Many researchers may be uncomfortable drawing an analogy between the quantitative trait of height and the serious psychiatric condition of, for example, schizophrenia, yet an underlying liability to schizophrenia can be conceptualised as an unobserved quantitative trait. Height and liability to schizophrenia have similarly high heritabilities. Even accepting this parallel many researchers would argue that schizophrenia is likely to have a very different genetic architecture from height, on the grounds of past natural selection having operated quite differently on these two complex traits. Apart from the increased prevalence of CNVs in schizophrenia patients44, 45, 46, 47 compared with healthy subjects (no such increase has been reported for height, but to our knowledge this has not been investigated in detail) and the known Mendelian forms of dwarfism or gigantism for height (no Mendelian forms of schizophrenia have been reported to our knowledge), we do not know of other empirical evidence to say that the underlying architecture of these traits are very different.
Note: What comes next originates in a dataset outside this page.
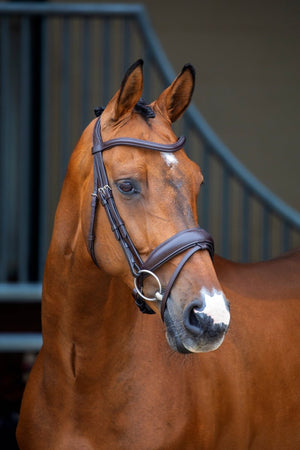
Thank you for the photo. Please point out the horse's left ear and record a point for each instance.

Results from GWAS (Tables 1 and 2) suggest that for schizophrenia common associated SNPs exist.

We have performed a thought-experiment assuming that the underlying genetic architecture of schizophrenia is similar to that of height. If we take individuals about 2.5s.d.'s above the mean for height (approximately 1.97m for men), then ~0.7% of the population is ‘affected’ with being tall. The GIANT discovery sample of 130000 people would contain only 910 such cases. A case–control study of 910 cases and 910 controls for being tall would have no power to detect any of the reported findings in Lango Allen et al.43—the power to detect the largest effect (an SNP explaining 0.3% of variance) is about 0.02 (using results from ref.48 and assuming a type-I error rate of 10−8). If we were to have ascertained 9400 tall people and 12500 controls (similar to the number of cases and controls for schizophrenia in the Psychiatric GWAS Consortium schizophrenia study), then the power to detect an SNP explaining 0.03% of variance is 0.038, so approximately seven such loci would be detected out of a total of 180. Also, assuming that genome-wide genetic values for height are normally distributed, the polygenic model would predict a discordance of about 70% between MZ twins of being tall (Figure 1), consistent with the observed discordance rate of MZ twins for schizophrenia that is ~40–60%.19 To our knowledge, nobody has a problem with accepting that for those ascertained ‘probands’ who are taller than 197cm and who have an MZ twin, that the majority of their twins are smaller than 197cm. The standard deviation of the difference between MZ pairs for height is about 6cm, and is usually ascribed to random environmental effects. Therefore, even if epigenetic changes49, 50 or other complex biological processes mediate environmental factors that result in MZ discordance, such processes are not needed to explain the stochasticity, which underlies affection status.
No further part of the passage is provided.